Familiar with the many emotions that student-athletes experience; the burning desire to be a sportsman; the excitement of the new experience; the anxiety of being away from family; the fatigue from balancing training and studying; and the many ups and downs that is part of an athlete’s learning journey; these student-athletes turned into coaches to make a difference in the lives of aspiring athletes.
When swimming coach Mylene Ong first walked into Singapore Sports School, she was a teenager with an ambition not be a professional swimmer. It was 2004 then, and Sports School had just opened its doors to its first intake. She was extremely excited at the promise of a new experience in a new environment, where she could work towards her dream of becoming a better swimmer, and perhaps, represent Singapore on an international stage one day. And she did. Mylene has been part of several record-breakers and the highlight of her swimming career was her participation at the London 2012 Olympic Games. She graduated from Sports School after completing the through-train programme in Diploma in Sport Management and Exercise Science hosted with Auckland University of Technology.
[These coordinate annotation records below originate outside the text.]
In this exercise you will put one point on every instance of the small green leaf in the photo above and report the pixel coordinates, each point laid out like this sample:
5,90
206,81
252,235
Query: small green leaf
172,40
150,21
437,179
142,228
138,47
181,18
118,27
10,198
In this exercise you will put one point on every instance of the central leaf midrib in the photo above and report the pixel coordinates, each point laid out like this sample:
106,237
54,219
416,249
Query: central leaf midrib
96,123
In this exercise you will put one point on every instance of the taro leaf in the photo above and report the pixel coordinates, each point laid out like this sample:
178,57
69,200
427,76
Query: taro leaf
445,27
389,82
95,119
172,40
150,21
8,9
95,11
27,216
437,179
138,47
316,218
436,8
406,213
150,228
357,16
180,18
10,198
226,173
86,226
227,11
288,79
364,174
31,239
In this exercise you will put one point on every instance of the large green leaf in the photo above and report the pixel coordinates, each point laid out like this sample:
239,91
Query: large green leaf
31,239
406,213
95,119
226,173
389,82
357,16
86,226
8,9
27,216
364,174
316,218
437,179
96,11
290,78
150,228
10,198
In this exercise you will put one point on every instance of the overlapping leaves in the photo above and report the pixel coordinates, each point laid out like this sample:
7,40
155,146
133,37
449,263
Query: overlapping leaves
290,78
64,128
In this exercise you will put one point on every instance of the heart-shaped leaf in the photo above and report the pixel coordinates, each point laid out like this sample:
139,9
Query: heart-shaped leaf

Mylene knows that many student-athletes will experience the myriad of emotions she felt as a student-athlete. She shared, “I can relate to the students as I was a student-athlete in the school myself. It allows me to understand them better, and share some advice with them as well. What I enjoy most is that I can freely share my experience as swimmer with the kids I work with. Also, to be able to share same passion as them, there is so much to talk and learn at the same time!” Mylene knew from the onset of her career that she wanted to be a coach in the school. She jumped on the opportunity as soon as there was a job opening, and has been coaching in the school for the past three years.
Tay Hui Wen, Assistant Coach from the Bowling Academy, shares similar sentiments. Coaching at the Sports School is her first full-time job since graduating from University. At Sports School, she completed the through-train Diploma in Sports and Leisure Management by Republic Polytechnic. Her favourite part of the job is interacting with student-athletes. “Having gone through a similar pathway, I can understand their needs and wants. Hearing some of their stories and complaints, reminds me of myself at that age. With this job, I gain the best of both worlds – creating an impact in the lives of young athletes, and gaining bowling knowledge and learning about coaching from experienced coaches and opportunities to travel with student-athletes for competitions.”
Rafiuddin Sawal’s connection and bond with the school is even stronger. He met his teenage sweetheart at Sports School, whom he later married. Both of them were from the Track and Field Academy. He said: “I always appreciated the mentors in my life and I knew that I wanted to be that in some capacity. Combining that with my love for sport, I decided to coach as a career path. I enjoy the challenge in developing future sports stars and helping them be the best they can be as a person and as a student-athlete.”
For netball coach Geraldine Ng, gratitude towards the school is what brought her back. She said, “I have always been grateful for what the school has given me as a student-athlete. Sports School was the place I grew up, and went through all my ups and downs with the guidance of my teachers and coaches. Coming back is my way of giving back and paying it forward.”
To see a living example of a success story from the Sports School on a daily basis is an inspiration and motivation to many student-athletes. More than that, the role they play as a coach, friend, mentor and confidante, and their dedication to give back by developing a new breed of athletes in the school that made them who they are, is admirable. They are just four of the many full-time and part-time coaches who have returned to do their part to nurture future sportsmen and sportswomen. Their stories can spark many other success stories.
We would like to express our deepest appreciation to all coaches and teachers who are doing their best to reinvent the way they teach and reach out to student-athletes during Home-Based Learning and Training. Thank you, for being a champion for our champions!